TEP-Fault-Detection

#Description

This dataverse contains the data referenced in Rieth et al. (2017). Issues and Advances in Anomaly Detection Evaluation for Joint Human-Automated Systems. To be presented at Applied Human Factors and Ergonomics 2017.

Each .RData file is an external representation of an R dataframe that can be read into an R environment with the 'load' function. The variables loaded are named ‘fault_free_training’, ‘fault_free_testing’, ‘faulty_testing’, and ‘faulty_training’, corresponding to the RData files.

Each dataframe contains 55 columns:

Column 1 ('faultNumber') ranges from 1 to 20 in the “Faulty” datasets and represents the fault type in the TEP. The “FaultFree” datasets only contain fault 0 (i.e. normal operating conditions).

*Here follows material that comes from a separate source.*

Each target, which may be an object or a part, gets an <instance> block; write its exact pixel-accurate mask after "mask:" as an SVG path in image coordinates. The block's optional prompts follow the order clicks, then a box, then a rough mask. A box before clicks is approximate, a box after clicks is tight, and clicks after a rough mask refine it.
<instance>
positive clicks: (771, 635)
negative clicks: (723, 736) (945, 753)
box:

Column 2 ('simulationRun') ranges from 1 to 500 and represents a different random number generator state from which a full TEP dataset was generated (Note: the actual seeds used to generate training and testing datasets were non-overlapping).

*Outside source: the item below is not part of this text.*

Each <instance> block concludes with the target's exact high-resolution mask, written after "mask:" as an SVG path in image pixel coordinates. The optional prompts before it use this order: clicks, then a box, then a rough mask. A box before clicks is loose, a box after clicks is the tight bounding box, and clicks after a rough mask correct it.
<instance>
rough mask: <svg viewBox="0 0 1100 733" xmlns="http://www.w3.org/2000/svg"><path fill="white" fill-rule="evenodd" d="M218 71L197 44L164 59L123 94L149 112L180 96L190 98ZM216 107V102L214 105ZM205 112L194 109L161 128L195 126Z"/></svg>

Column 3 ('sample') ranges either from 1 to 500 (“Training” datasets) or 1 to 960 (“Testing” datasets). The TEP variables (columns 4 to 55) were sampled every 3 minutes for a total duration of 25 hours and 48 hours respectively. Note that the faults were introduced 1 and 8 hours into the Faulty Training and Faulty Testing datasets, respectively.

Columns 4 to 55 contain the process variables; the column names retain the original variable names.